Anglo-Dutch company Shell was ranked in second place on the 2014 Global Fortune 500 list of the world's most valuable companies.[7] It engages worldwide in the upstream, downstream and corporate segments, and also has interests in chemicals and other energy-related businesses.[8] In 2014 Shell was also ranked as the 8th largest oil company worldwide by production, with average daily production of 3.7 billion barrels of oil equivalent (boe) per day.[9]

The company name "Shell" and the corporate logo were decided upon due to founder Marcus Samuel's background in importing and exporting oriental shells. He and his brother renamed their oil transport company the Shell Transport and Trading Company in 1897. Royal Dutch was a company formed to develop oil fields in the Dutch East Indies and the two companies joined forces in order to protect themselves against competitor Standard Oil. The full merger of the two companies came in 1907.[10]

After the company had started to sell its US shale gas assets throughout 2013, a new CEO, Ben van Beurden, took charge in January 2014 prior to the announcement of the company's significantly lower performance in the same year. The appointment was immediately followed by the sale of the majority of the company's Australian assets in February 2014.[11]

In April 2015, Shell announced that it had reached an agreement to acquire BG Group for $70 billion.[12] The sale was completed on 15 February 2016.[13] Through the acquisition of BG, Shell strengthened its position as largest independent producer of LNG worldwide. Shell strategically invests in LNG as the company expects that the demand for LNG will surpass its supply within the next ten years and consequently lead to higher LNG world market prices.[14]

Company Report Highlights

According to Shell's 2014 CEO Review[15], the company had achieved 'better results despite the fall in oil prices during the second half of 2014'.

The company also reported 10 notable discoveries in the USA, Gabon and Malaysia, and new production from deep-water projects, including Gumusut-Kakap in Malaysia, which is expected to produce up to 135 thousand barrels per day of oil equivalent (boe/d) and the 40 thousand boe/d Bonga North West development off the coast of Nigeria. Due to the expiry of a licence in Abu Dhabi and the impact of asset sales, however, the company's overall production dropped by 4% compared to the previous year.

In 2014, Shell also reduced it's capital investment from $46 billion in 2013 to $37 billion.

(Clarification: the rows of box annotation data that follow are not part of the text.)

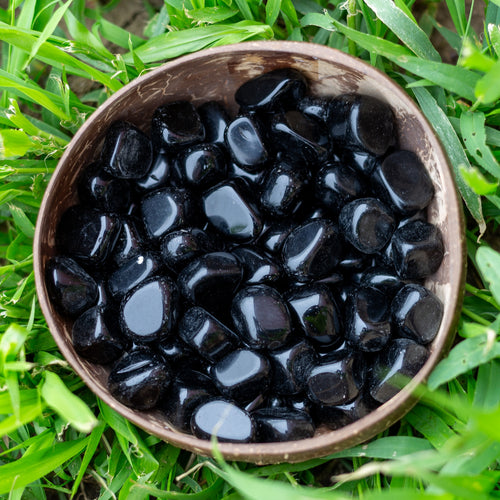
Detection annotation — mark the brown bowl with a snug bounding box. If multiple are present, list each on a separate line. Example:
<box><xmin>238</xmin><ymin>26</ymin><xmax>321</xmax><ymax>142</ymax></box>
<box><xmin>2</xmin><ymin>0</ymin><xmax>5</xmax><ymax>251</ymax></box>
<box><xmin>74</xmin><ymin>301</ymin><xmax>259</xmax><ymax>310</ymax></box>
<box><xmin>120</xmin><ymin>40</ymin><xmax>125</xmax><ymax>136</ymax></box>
<box><xmin>34</xmin><ymin>42</ymin><xmax>465</xmax><ymax>464</ymax></box>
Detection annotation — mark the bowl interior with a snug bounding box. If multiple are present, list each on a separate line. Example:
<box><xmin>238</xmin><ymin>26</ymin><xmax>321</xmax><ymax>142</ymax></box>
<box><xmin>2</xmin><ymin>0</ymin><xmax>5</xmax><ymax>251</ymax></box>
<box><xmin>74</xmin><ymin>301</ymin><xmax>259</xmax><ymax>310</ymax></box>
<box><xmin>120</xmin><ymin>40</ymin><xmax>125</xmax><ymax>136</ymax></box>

Official Accreditations and Global Perceptions

EITI Supporter Status

As of April 2015, Shell is a supporting company of the EITI.

UN Global Compact

As of April 2015, Shell is a member of the UN Global Compact, having joined in July 2000.

CSR Review

  • According to company documents, Royal Dutch Shell's CSR activities include the Shell Foundation, which was established by the Shell Group in 2000 as an independent, UK registered charity operating with a global mandate. They received an initial $250 million endowment from the Shell Group and an additional 10 year commitment of $160 million.[16] and was set up after Shell was associated in public opinion with two damaging rows in the mid-1990s - the disposal of the Brent Spar oil rig and the execution of the poet and anti-oil activist Ken Saro-Wiwa in Nigeria.[17]
  • Another initiative from Shell is LiveWIRE, a social investment programme that aims to help young people around the world explore the option of starting their own business as a real and viable career option, launched in 1982 and now working in 21 countries worldwide.[18]

External Coverage

  • In 2004 Shell was fined £17 million by the UK's Financial Services Authority (FSA) and chairman Philip Watts was ousted after the company was found to have overstated its oil reserves. In 2009 an Amsterdam court of appeal cleared the way for approximately US $352.6 million in compensation to be paid out to non-US shareholders over the affair.[19]
  • In 2008 the British Advertising Standards Authority (ASA) decided that Shell should not have used the word "sustainable" for its controversial tar sands project and a refinery scheme, ruling that one of the company's adverts breached rules on substantiation, truthfulness and environmental claims.[20]
  • Industry watchdog Platform accused Shell in 2011 of funding armed gangs and fuelling human rights abuses in Nigeria, allegations which the company denied. The organisation stated that while primary responsibility for such violations falls on the Nigerian government and others, Shell has played an "active role in fuelling conflict and violence", regularly arming militias and transferring over $159,000 to a group credibly linked to militia violence.[21]
  • A 2011 report by the United Nations Environmental Programme (UNEP) criticized Shell for contributing to 50 years of pollution in the oil-rich Ogoni region in the Niger Delta, stating that it calls for the world's largest ever oil clean-up and that it would cost an initial $1 billion and take up to 20 years.[22]
  • In 2012 Shell's subsidiary in Nigeria was ordered by a Nigerian court to pay over $25 million to five communities in Imo state for a 1997 oil spill.[23]
  • On 31 December 2012, Shell's drilling rig the Kulluk ran aground in the Gulf of Alaska, sparking criticism on Shell's controversial plans to drill in the Arctic. Such criticism rose again in 2015, after the Obama administration announced that it would let the company resume its operations off the Alaskan coast, if it met certain conditions.[24]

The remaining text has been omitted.